Ted Cohen: Let’s Actively Reduce Security Hazards Through Better Patch Management

Medical devices have become increasingly computerized, networked, and integrated with electronic health records, picture archiving and communication systems, and other systems. Meanwhile, we have seen a major increase in computer malware attacks (e.g., WannaCry).

Given this environment, it is imperative for the medical device industry and healthcare technology management (HTM) field to improve information technology (IT) security management. IT security in healthcare is a multipronged approach that includes physical security, network security, security built in to the medical device, patch management, educating technical and clinical staff, and more. This blog post focuses on patch management processes.

New malware typically affects Microsoft (MS) Windows operating systems, causing MS to issue a patch. Then, IT departments push that patch wherever they can. Unfortunately, in the medical device environment, many products require manufacturers to test the patch prior to pushing it to their medical devices. With many variations in operating systems, particularly embedded systems, variations in a medical device’s application software and hardware revision levels, and other variations, it can take weeks, months, or longer (or sometimes never) for the manufacturer to “approve” a tested MS patch or issue its own patch. This dilemma is one of the reasons that a variety of isolated network architectures, both physically and virtually isolated, were developed and put in place during the previous 10 years or so. Network security, via architecture design and intrusion-protection systems, remain extremely important to manage this extra-long “zero day” period of time for patching connected medical devices.

Unfortunately, in some cases, this improved network security also made the HTM community somewhat complacent with regard to patch management. So, what needs to be done for improving patch management of medical devices? I suggest the following.

  1. The IT community needs to understand that most medical devices require manufacturers to test and approve any patches prior to implementation. Patches have caused failures, and in some cases, “blindly” patching a medical device without first getting device manufacturer approval is unsafe.
  2. Manufacturers need to design their products with IT security in mind. For example, unneeded ports and services should be closed/off.
  3. Manufacturers need to share information about the software that they use in their products (e.g., which version of an embedded operating system is in use). The 2013 version of MDS2 helps but is not always available or complete.
  4. HTM departments need to track operating systems, software versions, and other IT security–relevant information in their computerized maintenance management system.
  5. Manufacturers need to share information about the status of patch management for their devices, and when patches are tested, complete the testing and final recommendation in a reasonable period of time.
  6. An entity (e.g., ECRI Institute, Food and Drug Administration, BDNA Technopedia, RASMAS) needs to step up to track and communicate when a manufacturer releases a newly tested patch.
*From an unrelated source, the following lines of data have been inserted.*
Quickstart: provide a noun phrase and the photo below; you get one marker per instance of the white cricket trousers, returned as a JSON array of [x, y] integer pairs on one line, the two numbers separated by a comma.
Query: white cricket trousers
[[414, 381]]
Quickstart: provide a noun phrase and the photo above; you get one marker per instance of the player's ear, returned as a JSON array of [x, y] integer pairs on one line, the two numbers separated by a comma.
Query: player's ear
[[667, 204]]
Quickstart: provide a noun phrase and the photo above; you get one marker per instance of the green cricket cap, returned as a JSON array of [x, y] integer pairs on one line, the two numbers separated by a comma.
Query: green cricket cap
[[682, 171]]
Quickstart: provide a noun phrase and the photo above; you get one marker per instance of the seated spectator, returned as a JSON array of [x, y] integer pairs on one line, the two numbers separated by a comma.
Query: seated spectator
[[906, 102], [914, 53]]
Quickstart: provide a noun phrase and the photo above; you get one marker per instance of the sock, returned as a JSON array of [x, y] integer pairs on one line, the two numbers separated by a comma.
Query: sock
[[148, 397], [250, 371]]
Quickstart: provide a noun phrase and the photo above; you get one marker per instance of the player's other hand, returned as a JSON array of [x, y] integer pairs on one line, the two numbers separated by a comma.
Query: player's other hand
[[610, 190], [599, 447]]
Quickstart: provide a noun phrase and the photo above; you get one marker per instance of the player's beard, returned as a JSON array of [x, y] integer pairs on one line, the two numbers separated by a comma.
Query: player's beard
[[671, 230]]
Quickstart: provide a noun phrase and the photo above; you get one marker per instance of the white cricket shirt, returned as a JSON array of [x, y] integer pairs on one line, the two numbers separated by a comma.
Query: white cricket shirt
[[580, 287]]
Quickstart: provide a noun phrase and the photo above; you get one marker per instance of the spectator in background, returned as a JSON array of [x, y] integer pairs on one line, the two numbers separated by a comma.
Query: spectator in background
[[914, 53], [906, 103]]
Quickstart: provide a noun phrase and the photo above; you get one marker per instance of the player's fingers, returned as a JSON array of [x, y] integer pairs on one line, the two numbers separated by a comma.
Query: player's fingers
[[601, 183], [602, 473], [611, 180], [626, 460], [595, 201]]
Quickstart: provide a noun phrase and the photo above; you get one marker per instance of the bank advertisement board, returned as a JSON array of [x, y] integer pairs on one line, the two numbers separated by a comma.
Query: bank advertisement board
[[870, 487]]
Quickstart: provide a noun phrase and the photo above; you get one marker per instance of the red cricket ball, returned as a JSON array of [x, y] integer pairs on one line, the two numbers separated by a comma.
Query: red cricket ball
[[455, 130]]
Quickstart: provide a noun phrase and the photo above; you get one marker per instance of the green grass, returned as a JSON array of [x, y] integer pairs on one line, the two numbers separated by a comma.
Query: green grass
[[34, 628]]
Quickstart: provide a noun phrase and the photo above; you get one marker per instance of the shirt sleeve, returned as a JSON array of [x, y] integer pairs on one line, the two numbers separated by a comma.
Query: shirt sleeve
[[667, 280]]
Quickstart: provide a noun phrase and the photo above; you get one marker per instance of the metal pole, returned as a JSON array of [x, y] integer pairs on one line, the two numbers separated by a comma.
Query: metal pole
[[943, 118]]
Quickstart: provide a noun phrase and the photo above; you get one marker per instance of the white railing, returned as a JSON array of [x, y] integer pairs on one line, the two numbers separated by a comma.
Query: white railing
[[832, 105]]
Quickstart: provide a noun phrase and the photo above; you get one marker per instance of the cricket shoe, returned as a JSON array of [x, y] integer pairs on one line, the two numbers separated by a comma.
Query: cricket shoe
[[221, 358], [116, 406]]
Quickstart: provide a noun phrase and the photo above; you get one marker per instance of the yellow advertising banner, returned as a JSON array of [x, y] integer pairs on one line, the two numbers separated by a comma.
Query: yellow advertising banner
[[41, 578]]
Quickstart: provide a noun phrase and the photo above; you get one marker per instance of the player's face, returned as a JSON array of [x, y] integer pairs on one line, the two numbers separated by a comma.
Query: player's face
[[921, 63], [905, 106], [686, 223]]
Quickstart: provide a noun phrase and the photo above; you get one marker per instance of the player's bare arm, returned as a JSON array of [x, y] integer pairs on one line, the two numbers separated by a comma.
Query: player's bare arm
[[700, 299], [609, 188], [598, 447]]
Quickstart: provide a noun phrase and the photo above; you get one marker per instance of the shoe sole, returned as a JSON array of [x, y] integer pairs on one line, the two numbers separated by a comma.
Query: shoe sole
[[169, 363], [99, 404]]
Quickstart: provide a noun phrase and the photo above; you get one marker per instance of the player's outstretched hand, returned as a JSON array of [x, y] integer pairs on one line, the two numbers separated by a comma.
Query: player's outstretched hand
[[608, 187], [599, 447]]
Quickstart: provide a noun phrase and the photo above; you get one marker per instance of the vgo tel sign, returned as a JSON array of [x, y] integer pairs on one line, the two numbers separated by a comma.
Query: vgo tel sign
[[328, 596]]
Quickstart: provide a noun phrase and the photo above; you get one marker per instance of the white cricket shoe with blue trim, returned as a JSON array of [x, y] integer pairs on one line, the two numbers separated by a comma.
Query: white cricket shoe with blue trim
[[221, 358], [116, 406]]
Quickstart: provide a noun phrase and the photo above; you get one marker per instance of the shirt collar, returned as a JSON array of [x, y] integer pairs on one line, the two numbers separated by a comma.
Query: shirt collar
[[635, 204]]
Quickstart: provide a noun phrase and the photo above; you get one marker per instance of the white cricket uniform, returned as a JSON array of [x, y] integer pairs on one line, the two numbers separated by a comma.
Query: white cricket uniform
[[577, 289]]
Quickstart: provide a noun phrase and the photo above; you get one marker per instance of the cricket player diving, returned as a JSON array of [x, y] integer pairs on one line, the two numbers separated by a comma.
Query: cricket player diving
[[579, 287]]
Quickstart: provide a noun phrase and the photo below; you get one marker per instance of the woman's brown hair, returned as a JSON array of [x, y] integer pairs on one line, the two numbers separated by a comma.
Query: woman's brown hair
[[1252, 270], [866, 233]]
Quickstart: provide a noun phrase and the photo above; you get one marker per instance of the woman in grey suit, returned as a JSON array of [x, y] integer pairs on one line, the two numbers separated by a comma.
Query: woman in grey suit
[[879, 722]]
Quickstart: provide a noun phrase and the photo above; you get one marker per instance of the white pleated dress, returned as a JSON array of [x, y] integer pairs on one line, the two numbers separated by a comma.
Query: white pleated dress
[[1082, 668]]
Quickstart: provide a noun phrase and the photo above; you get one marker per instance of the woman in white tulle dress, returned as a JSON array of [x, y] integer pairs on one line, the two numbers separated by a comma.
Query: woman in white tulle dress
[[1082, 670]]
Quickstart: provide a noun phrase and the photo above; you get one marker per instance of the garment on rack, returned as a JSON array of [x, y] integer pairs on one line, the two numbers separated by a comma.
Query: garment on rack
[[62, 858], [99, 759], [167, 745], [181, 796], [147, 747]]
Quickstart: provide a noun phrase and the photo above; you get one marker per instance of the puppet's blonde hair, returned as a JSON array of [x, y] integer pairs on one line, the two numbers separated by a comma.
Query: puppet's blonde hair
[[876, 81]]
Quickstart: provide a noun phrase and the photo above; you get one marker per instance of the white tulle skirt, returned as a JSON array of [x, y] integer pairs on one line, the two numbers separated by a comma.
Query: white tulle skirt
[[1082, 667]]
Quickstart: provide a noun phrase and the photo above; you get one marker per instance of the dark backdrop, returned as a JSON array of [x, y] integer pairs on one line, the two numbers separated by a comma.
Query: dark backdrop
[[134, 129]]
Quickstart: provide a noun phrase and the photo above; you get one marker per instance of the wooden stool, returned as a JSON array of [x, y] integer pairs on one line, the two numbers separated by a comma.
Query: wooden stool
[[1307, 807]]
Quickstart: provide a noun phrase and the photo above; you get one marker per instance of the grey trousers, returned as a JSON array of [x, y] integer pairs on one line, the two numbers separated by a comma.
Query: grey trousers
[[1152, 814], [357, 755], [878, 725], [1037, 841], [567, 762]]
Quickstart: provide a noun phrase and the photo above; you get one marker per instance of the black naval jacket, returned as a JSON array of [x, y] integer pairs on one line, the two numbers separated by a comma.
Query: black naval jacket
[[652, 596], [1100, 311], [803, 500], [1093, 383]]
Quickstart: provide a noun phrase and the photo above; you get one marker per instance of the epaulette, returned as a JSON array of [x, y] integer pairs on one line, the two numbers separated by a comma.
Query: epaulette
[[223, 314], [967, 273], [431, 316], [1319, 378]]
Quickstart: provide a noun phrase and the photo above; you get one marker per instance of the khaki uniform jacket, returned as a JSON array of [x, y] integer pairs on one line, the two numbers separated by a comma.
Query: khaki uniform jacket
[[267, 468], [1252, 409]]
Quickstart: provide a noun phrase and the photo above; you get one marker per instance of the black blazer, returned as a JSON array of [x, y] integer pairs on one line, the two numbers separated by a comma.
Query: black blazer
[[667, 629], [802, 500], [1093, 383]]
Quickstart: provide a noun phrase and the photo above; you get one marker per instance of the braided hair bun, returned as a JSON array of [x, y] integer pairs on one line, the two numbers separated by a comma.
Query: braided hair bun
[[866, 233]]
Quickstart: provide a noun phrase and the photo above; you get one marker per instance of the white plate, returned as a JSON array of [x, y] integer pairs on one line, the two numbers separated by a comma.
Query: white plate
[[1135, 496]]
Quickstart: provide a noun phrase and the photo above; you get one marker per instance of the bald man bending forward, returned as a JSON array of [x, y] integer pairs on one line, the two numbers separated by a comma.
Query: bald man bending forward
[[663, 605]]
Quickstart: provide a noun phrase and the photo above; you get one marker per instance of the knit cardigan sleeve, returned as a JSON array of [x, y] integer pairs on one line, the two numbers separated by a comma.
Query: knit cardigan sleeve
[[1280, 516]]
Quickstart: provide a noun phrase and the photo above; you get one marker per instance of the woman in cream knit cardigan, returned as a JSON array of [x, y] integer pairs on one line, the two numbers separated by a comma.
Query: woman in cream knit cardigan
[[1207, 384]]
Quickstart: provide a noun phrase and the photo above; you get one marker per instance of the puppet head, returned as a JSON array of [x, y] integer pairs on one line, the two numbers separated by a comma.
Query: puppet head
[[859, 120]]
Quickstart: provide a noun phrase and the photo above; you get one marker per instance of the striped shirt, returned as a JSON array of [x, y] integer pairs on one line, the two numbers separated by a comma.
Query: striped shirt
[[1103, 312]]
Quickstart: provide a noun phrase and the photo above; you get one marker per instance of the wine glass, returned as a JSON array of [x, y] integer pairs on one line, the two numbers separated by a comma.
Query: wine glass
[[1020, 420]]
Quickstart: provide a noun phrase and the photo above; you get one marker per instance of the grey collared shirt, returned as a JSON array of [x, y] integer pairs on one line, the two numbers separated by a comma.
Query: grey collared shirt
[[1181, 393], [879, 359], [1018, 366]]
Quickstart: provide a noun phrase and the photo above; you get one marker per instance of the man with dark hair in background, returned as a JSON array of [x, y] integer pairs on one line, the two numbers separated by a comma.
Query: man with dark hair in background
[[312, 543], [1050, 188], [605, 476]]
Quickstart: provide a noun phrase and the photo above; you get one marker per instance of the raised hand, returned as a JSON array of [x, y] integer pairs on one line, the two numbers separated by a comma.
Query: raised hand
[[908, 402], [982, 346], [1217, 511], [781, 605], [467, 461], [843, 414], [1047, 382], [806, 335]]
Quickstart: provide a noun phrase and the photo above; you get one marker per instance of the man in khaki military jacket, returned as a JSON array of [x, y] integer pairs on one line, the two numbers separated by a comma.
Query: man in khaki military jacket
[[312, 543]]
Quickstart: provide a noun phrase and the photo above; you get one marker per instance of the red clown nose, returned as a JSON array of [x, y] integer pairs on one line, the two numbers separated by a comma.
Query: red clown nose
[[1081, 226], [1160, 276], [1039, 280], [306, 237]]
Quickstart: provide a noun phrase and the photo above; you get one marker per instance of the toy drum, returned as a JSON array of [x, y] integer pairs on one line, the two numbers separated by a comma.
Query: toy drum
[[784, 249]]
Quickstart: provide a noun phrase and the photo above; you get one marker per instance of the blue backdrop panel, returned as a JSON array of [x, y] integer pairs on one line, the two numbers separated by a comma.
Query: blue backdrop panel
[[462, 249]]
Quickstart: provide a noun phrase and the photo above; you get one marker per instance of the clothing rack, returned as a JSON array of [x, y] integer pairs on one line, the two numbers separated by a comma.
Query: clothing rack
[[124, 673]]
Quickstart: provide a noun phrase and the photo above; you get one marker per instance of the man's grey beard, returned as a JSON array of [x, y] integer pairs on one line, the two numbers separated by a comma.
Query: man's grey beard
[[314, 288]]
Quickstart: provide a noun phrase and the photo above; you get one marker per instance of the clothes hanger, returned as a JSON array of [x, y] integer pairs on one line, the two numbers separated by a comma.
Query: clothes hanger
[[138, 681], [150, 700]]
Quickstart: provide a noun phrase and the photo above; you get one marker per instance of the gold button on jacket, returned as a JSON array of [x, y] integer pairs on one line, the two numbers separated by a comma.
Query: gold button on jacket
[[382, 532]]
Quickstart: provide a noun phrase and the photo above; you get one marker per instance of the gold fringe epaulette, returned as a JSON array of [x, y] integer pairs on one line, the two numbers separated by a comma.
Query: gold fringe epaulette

Previously, it has been suggested that these patches should be treated like product hazards and recall and alert notices. This will allow HTM departments to get notified when a patch is ready for deployment instead of wasting time when MS releases a patch and very few medical device manufacturers are ready to deploy it.
  7. When tested, approved, and available, HTM departments need to make sure that the patches are deployed.

Medical device security has become another technically complex healthcare institution priority (and headache), as well as a potential patient safety issue. The good news is that device security is another reason that healthcare organizations need to hire clinical engineers, clinical systems engineers, biomedical equipment technician IT specialists, and other HTM professionals to help manage and mitigate this new, complex, and significant risk. Let’s take advantage of this opportunity and actively help to reduce these new hazards.

Ted Cohen is a clinical engineering consultant and retired manager of clinical engineering at the University of California, Davis Medical Center in Sacramento, CA. He also is a member of the BI&T Editorial Board.